例えばアフリカのジャトルファ(ジャトロファ)という植物からバイオ燃料を製造することができます。この植物は有毒なので、食用にはできません。また建設廃木材、おが屑、からもエタノールを製造することができます。バイオエタノール・ジャパン・関西は2007年1月16日に木材から燃料用エタノールを製造する工場を稼動させました。年間で4万8000tの廃材から140万Lのエタノールを生産できます。今後、設備を拡大し、生産能力を年間400万Lまで高める予定です。また砕いた木材から水素を発生させる
研究も進んでいます。実用化されれば、燃料電池などで利用できます。他に使用済み食用油からディーゼル燃料をつくりだすこともできます。日本の一部ではてんぷら油から作った燃料をバスに使っている地域があります。またアメリカには使用済み油を回収して回って、ディーゼル燃料を製造する企業に売る事業があります。さらにアメリカではマイクロフューラーという家庭用エタノール製造機が発表されました。水とコンセントからとった電気、安い非食用砂糖でフレックス車で利用できるエタノールを製造します。製造機は1万ドル、エタノールの製造コストは3.78Lで1ドルです。
非食料エタノールの中でも本命なのがセルロースです。セルロースは植物の繊維成分で、今までは捨てられていた成分でした。セルロースは食用植物の茎や葉など食用でない部分、木材や古紙、さらにはそこら辺の雑草にも含まれています。原料の価格はタダ同然で、食品価格高騰とも無縁で、ゴミの削減にもなりそうです。作るには、まずリグニンという物質と絡み合った状態で存在しているセルロースを分離します。次に分解して糖分を生成させます。そしてこの糖分を発酵させてエタノールにします。しかしどれも技術的に難しく、大ざっぱな予想生産コストは1L500円になり、ガソリンとは勝負になりません。なので、さらなる研究が必要です。それでもカナダのアイオジェン社は4000万ドルで実証用工場を建設。2年で25万L近く生産。ガソリンと混合し、実際に政府の車両で利用されています。今後、研究によるコスト削減は充分可能で、1L50円以下にできるという意見もあります。ある予測では2030年までにはガソリンに対抗できる燃料になるとみられています。
バイオエタノールは糖分を発酵させて作られます。この発酵は微生物によって行われます。この微生物の力を今まで以上に利用し、非食料エタノールを生産しようという研究もあります。日本では地球環境産業技術研究機構が遺伝子組み換えによってセルロースから高効率でエタノールを生成するバクテリアが研究されています。アメリカのSapphire Energy社では藻などの光合成生物を利用してバイオエタノールを生産する研究が進んでいます。生産には成功していて、今後はどこまで大量生産できるかが問題となります。害虫であるシロアリを利用する研究もあります。

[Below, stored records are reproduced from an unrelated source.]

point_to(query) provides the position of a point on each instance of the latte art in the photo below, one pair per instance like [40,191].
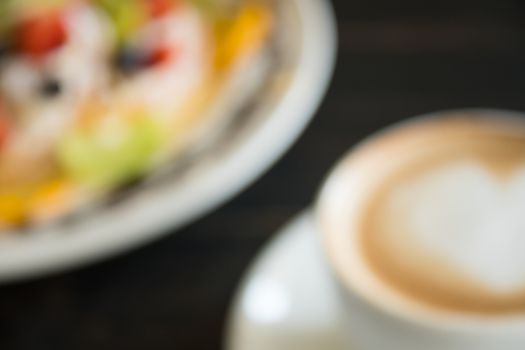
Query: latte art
[446,226]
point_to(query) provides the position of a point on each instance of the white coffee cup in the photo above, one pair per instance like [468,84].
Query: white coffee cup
[377,315]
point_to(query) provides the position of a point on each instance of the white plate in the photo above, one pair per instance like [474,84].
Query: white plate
[148,214]
[287,301]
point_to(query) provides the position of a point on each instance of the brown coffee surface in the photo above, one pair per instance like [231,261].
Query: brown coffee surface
[388,245]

シロアリの体内には多種類の微生物がいて、中にはセルロースを分解する酵素をもっているものがいます。何とかしてその酵素を利用しようというわけです。ただ工業用に大量生産できるメドはついていません。他にジャングルに住む微生物の中にもエタノール生産に使える酵素を持つものがいるようです。
メリットは多いものの、現在、非食料エタノールは研究中で、すぐに実用化できるレベルではありません。一刻も早く、食料エタノールに取って代わるためにも政府などの支援が必要です。